NVIDIA Shaking Up the Parallel Programming World 154
An anonymous reader writes "NVIDIA's CUDA system, originally developed for their graphics cores, is finding migratory uses into other massively parallel computing applications. As a result, it might not be a CPU designer that ultimately winds up solving the massively parallel programming challenges, but rather a video card vendor. From the article: 'The concept of writing individual programs which run on multiple cores is called multi-threading. That basically means that more than one part of the program is running at the same time, but on different cores. While this might seem like a trivial thing, there are all kinds of issues which arise. Suppose you are writing a gaming engine and there must be coordination between the location of the characters in the 3D world, coupled to their movements, coupled to the audio. All of that has to be synchronized. What if the developer gives the character movement tasks its own thread, but it can only be rendered at 400 fps. And the developer gives the 3D world drawer its own thread, but it can only be rendered at 60 fps. There's a lot of waiting by the audio and character threads until everything catches up. That's called synchronization.'"
NVidia is doing that? an insult to INMOS... (Score:5, Interesting)
Many moons ago, when most slashdotters were nippers, a British company named INMOS provided an extensible hardware and software platform [wikipedia.org] that solved the problem of parallelism, in many ways similar to CUDA.
Ironically, some of the first demos I saw using transputers was raytracing demos [classiccmp.org].
The problem of parallelism and the solutions available are quite old (more than 20 years), but it's only now that limits are reached that we see the true need for it. But the true pioneers is not NVIDIA, because there were others long before them.
Re:NVidia is doing that? an insult to INMOS... (Score:3, Interesting)
Happy Days at UKC.
Re:New programming tools needed (Score:3, Interesting)
There are a couple of approaches that work well. If you use a functional language, then you can use monads to indicate side effects and the compiler can implicitly parallelise the parts that are free from side effects. If you use a language like Erlang or Pict based on a CSP or a pi-calculus model then you split your program into logically independent chunks with a message passing interface between them the compiler or runtime can schedule them independently.

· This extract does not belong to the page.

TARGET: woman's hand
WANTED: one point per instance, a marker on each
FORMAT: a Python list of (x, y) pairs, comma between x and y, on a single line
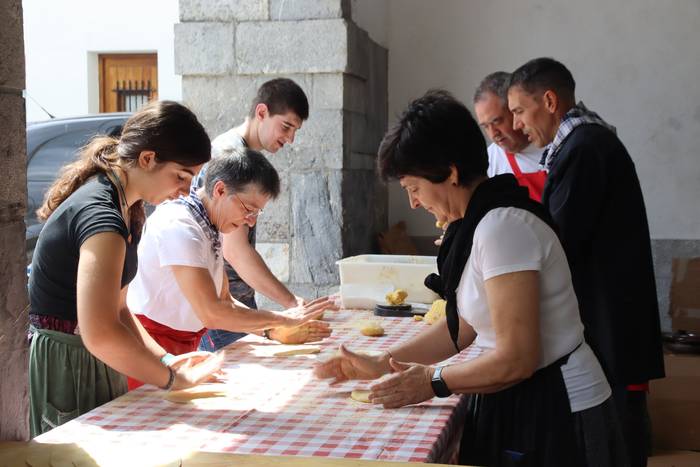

couldn't resist a quick Inmos story... (Score:5, Interesting)
More investment needed in e.g Erlang (Score:4, Interesting)
The original Inmos Transputer was designed to solve such problems and relied on fast inter-processor links, and the AMD Hypertransport bus is a modern derivative.
So I disagree with you. The processing hardware is not so much the problem. If GPUs are small, cheap and address lots of memory, so long as they have the necessary instruction sets they will do the job. The issue to focus on is still interprocessor (and hence interprocess) links. This is how hardware affects parallelism.
I have on and off worked with multiprocessor systems since the early 80s, and always it has been fastest and most effective to rely on data channels rather than horrible kludges like shared memory with mutex locks. The code can be made clean and can be tested in a wide range of environments. I am probably too near retirement now to work seriously with Erlang, but it looks like a sound platform.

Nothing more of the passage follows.